A second-order semi-implicit method for the inertial Landau-Lifshitz-Gilbert equation

TL;DR

This paper introduces a second-order semi-implicit numerical scheme for the inertial Landau-Lifshitz-Gilbert (iLLG) equation, capturing ultrafast magnetization dynamics with hybrid hyperbolic-parabolic behavior, and verifies its accuracy and effectiveness through simulations.

Contribution

A novel second-order semi-implicit method for the complex iLLG equation with proven stability and accuracy, enabling efficient simulation of ultrafast magnetic phenomena.

Findings

The method achieves second-order accuracy in time and space.

It captures inertial effects at sub-picoseconds in simulations.

Results align with theoretical hyperbolic and parabolic behaviors at different timescales.

Abstract

Recent theoretical and experimental advances show that the inertia of magnetization emerges at sub-picoseconds and contributes to the ultrafast magnetization dynamics which cannot be captured intrinsically by the LLG equation.
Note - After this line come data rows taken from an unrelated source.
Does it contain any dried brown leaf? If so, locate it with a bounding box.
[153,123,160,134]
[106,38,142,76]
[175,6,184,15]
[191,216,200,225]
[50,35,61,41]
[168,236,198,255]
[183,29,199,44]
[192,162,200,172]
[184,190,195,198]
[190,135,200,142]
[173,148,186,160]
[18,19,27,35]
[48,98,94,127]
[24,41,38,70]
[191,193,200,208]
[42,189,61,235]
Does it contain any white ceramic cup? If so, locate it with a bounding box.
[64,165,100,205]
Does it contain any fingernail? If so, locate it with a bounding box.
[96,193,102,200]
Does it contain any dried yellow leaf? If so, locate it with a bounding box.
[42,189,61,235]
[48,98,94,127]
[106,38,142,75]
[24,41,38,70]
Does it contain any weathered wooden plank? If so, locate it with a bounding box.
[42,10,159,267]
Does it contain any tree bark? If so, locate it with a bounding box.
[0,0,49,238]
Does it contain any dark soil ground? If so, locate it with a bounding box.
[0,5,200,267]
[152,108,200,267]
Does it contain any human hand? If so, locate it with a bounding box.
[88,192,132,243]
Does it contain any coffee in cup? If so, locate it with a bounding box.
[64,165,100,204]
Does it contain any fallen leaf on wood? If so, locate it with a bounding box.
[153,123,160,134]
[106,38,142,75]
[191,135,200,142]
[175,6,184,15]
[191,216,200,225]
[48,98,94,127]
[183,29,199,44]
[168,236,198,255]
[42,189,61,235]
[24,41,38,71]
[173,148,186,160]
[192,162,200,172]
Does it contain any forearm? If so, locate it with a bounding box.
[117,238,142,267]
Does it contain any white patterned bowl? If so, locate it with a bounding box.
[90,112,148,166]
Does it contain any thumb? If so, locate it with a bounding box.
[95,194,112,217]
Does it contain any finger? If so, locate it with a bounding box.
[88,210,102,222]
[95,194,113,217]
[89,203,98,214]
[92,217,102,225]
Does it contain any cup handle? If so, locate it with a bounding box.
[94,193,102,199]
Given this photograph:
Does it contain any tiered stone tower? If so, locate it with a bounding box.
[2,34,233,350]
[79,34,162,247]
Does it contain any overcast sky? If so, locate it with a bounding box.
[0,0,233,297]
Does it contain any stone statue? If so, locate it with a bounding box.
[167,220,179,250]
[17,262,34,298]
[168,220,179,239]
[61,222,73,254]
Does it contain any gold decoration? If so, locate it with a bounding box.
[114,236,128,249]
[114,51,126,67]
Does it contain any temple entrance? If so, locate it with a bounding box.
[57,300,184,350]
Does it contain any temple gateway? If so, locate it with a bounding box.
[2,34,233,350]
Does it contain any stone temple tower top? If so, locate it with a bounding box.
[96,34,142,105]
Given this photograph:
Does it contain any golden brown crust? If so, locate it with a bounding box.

Therefore, as a generalization, the inertial Landau-Lifshitz-Gilbert (iLLG) equation is proposed to model the ultrafast magnetization dynamics. Mathematically, the LLG equation is a nonlinear system of parabolic type with (possible) degeneracy. However, the iLLG equation is a nonlinear system of mixed hyperbolic-parabolic type with degeneracy, and exhibits more complicated structures. It behaves like a hyperbolic system at the sub-picosecond scale while behaves like a parabolic system at larger timescales. Such hybrid behaviors impose additional difficulties on designing numerical methods for the iLLG equation. In this work, we propose a second-order semi-implicit scheme to solve the iLLG equation. The second temporal derivative of magnetization is approximated by the standard centered difference scheme and the first derivative is approximated by the midpoint scheme involving three time steps. The nonlinear terms are treated semi-implicitly using one-sided interpolation with the second-order accuracy. At each step, the unconditionally unique solvability of the unsymmetric linear system of equations in the proposed method is proved with a detailed discussion on the condition number. Numerically, the second-order accuracy in both time and space is verified. Using the proposed method, the inertial effect of ferromagnetics is observed in micromagnetics simulations at small timescales, in consistency with the hyperbolic property of the model at sub-picoseconds. For long time simulations, the results of the iLLG model are in nice agreements with those of the LLG model, in consistency with the parabolic feature of the iLLG model at larger timescales.